In time, the girls found solace not in softball, but in having a family in the form of sisters that look out for one another. They also found comfort in Astacio having their backs.
“The second year, over 60 girls came out for tryouts because they heard how great I was as a coach. Not as a softball coach, but as a mentor.”
More Than A Coach
Astacio’s to-do list as a coach is expansive. He often skips his own lunch to visit classrooms in order to make sure his players are where they’re supposed to be. Sometimes he makes home visits to help his girls communicate with their parents more efficiently. He organizes volunteer opportunities, like going to the Food Bank For NYC to pack meals for the homeless.

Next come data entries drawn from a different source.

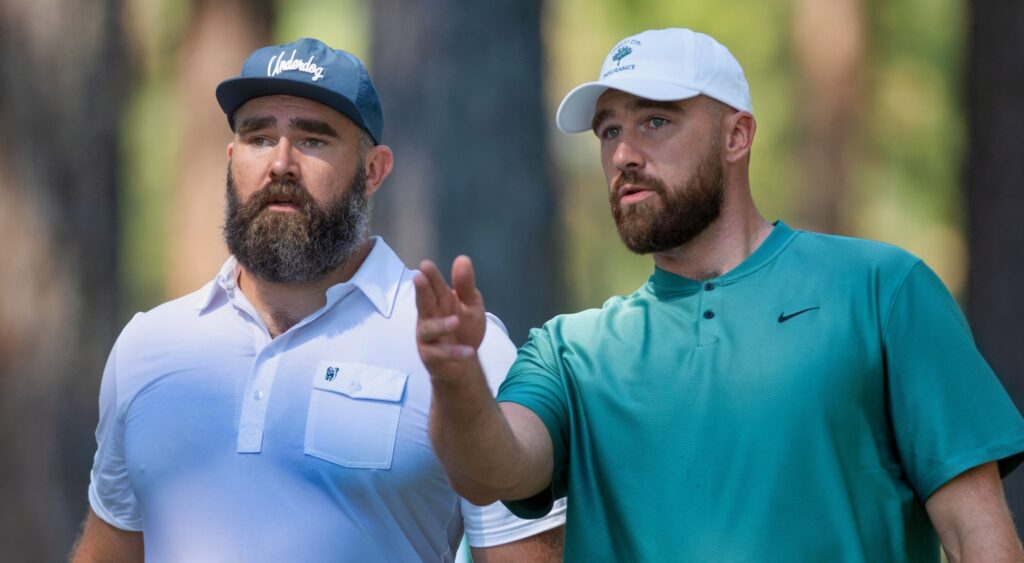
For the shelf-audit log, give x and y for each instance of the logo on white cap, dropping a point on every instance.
(621, 51)
(278, 65)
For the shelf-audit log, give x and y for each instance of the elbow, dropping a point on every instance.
(478, 495)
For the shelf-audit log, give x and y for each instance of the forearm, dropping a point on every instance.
(102, 543)
(480, 452)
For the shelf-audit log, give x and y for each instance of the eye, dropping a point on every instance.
(258, 141)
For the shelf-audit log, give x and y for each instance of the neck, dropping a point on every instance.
(724, 245)
(284, 305)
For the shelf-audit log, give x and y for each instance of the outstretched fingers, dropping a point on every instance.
(464, 280)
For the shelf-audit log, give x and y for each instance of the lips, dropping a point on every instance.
(631, 193)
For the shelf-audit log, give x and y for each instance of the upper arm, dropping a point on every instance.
(535, 443)
(543, 548)
(971, 516)
(102, 543)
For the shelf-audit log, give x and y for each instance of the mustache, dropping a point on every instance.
(637, 178)
(280, 191)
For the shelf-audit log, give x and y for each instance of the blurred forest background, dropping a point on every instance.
(898, 120)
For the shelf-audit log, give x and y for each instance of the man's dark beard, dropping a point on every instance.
(299, 247)
(670, 218)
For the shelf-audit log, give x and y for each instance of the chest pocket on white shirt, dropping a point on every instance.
(353, 415)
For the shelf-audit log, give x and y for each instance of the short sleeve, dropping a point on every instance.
(949, 410)
(111, 493)
(497, 352)
(535, 381)
(495, 525)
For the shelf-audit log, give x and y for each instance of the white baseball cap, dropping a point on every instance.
(659, 65)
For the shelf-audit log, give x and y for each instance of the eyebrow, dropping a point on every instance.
(599, 117)
(255, 124)
(309, 126)
(644, 103)
(639, 103)
(314, 126)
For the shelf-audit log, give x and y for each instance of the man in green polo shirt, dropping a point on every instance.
(769, 394)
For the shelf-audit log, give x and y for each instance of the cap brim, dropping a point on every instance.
(576, 114)
(232, 93)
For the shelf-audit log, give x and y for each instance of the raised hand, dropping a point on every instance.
(452, 321)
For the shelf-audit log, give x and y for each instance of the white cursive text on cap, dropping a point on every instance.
(278, 65)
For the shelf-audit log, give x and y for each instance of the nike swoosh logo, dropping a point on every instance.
(782, 317)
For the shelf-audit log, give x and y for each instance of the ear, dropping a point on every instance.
(378, 161)
(739, 128)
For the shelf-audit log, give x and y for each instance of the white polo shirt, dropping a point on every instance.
(223, 444)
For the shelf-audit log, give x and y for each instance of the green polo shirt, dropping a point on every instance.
(800, 407)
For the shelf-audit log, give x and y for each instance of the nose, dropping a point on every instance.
(284, 165)
(626, 155)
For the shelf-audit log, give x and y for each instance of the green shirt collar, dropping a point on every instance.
(663, 282)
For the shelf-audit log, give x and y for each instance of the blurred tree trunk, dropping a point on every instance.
(994, 190)
(62, 74)
(219, 36)
(461, 84)
(829, 51)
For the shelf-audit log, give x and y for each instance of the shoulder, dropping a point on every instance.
(586, 327)
(166, 321)
(849, 252)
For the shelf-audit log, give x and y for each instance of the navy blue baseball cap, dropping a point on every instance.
(308, 69)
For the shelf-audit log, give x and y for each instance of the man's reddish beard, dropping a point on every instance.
(301, 246)
(673, 217)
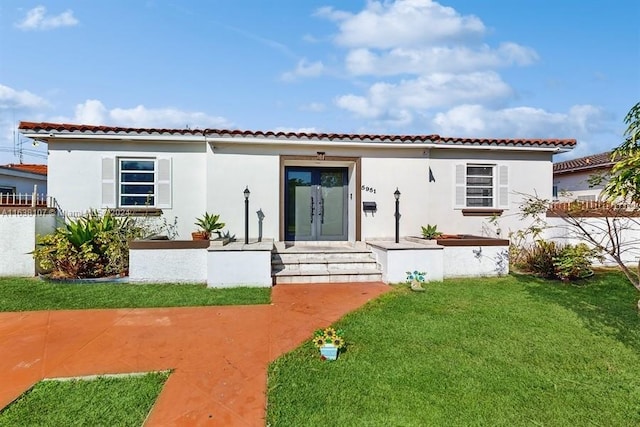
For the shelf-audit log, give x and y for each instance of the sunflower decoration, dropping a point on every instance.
(328, 336)
(319, 341)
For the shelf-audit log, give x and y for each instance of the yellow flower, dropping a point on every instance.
(319, 341)
(338, 342)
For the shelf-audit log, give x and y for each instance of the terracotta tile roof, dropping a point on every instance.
(63, 128)
(594, 161)
(27, 167)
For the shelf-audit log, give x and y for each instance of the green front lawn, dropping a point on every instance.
(507, 351)
(25, 294)
(104, 401)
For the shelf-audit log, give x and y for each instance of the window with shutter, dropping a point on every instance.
(482, 186)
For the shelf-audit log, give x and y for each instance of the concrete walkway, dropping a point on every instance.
(219, 355)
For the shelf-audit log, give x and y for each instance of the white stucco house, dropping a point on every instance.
(571, 178)
(20, 178)
(304, 187)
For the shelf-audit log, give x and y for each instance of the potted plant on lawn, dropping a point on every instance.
(329, 341)
(207, 224)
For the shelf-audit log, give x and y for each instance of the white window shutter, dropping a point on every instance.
(108, 182)
(460, 191)
(163, 196)
(503, 187)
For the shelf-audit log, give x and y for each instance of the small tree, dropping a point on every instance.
(624, 183)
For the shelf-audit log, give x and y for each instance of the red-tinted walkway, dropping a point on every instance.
(219, 355)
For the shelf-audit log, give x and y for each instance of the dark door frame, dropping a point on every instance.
(322, 161)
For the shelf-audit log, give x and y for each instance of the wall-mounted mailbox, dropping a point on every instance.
(369, 206)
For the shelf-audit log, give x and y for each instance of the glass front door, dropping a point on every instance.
(315, 203)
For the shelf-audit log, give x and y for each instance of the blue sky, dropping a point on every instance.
(493, 68)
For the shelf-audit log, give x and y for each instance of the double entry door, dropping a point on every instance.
(315, 203)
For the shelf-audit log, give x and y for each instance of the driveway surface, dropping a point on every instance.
(219, 355)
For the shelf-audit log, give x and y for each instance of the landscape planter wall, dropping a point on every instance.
(239, 264)
(395, 259)
(168, 261)
(471, 256)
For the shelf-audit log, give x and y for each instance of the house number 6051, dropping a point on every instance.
(369, 189)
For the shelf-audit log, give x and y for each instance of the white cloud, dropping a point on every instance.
(434, 59)
(520, 122)
(425, 93)
(314, 107)
(304, 68)
(16, 100)
(93, 112)
(402, 23)
(296, 130)
(37, 19)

He also brings his players on college visits.
It started with small nearby colleges, and then he raised enough money to bring girls to schools like Florida State and Chicago University.
“We went to Pace University in Pleasantville, New York, and one girl said, ‘Oh my God, I didn’t know such a place existed,'” Astacio recalled. “I’m trying to get them to think about what’s possible beyond the Bronx.”
And his Lady Tigers love him for it. As much as Astacio supports them, they in turn, have his back as well. When he was diagnosed with stomach cancer in 2009, surgeons removed one-third of his stomach. He fought the disease until 2015, when doctors told him he was in remission.
“The team would write emails and send me letters when I was in the hospital,” Astacio said. “At school, they helped me carry things. It’s great to have girls who look at me like a father. It’s great to feel needed. I felt like I had to fight for these girls.”
And now the girls fight for themselves.
“They had very low self esteem and now they want better for themselves,” he said. “Girls that were angry, they’re not as angry. These girls have become leaders of this school. They hold their heads up high because they feel like they’re worth something to somebody, and they are.”
Astacio has a clean bill of health now, and when Ellen presented him with a $20,000 check, he could have used it to pay off some medical bills and make his own life a little easier. Instead, he’s decided to donate the entire amount to the Fund for Public Schools.
“They’ve agreed to use the funds for Lady Tiger expenses,” he said. “I am grateful for the check but my girls made me the person I am today and this money should be theirs. Since we do not get any funding, I know this will help my softball program flourish. This decision was not easy to make since I could have used some of the money but I just want my girls and the program to be covered in the case I am unable to be a coach because of health reasons…By donating this check, I ensure that my girls keep going strong for as long as the money lasts.”
Now that’s a coach to introduce four million people to.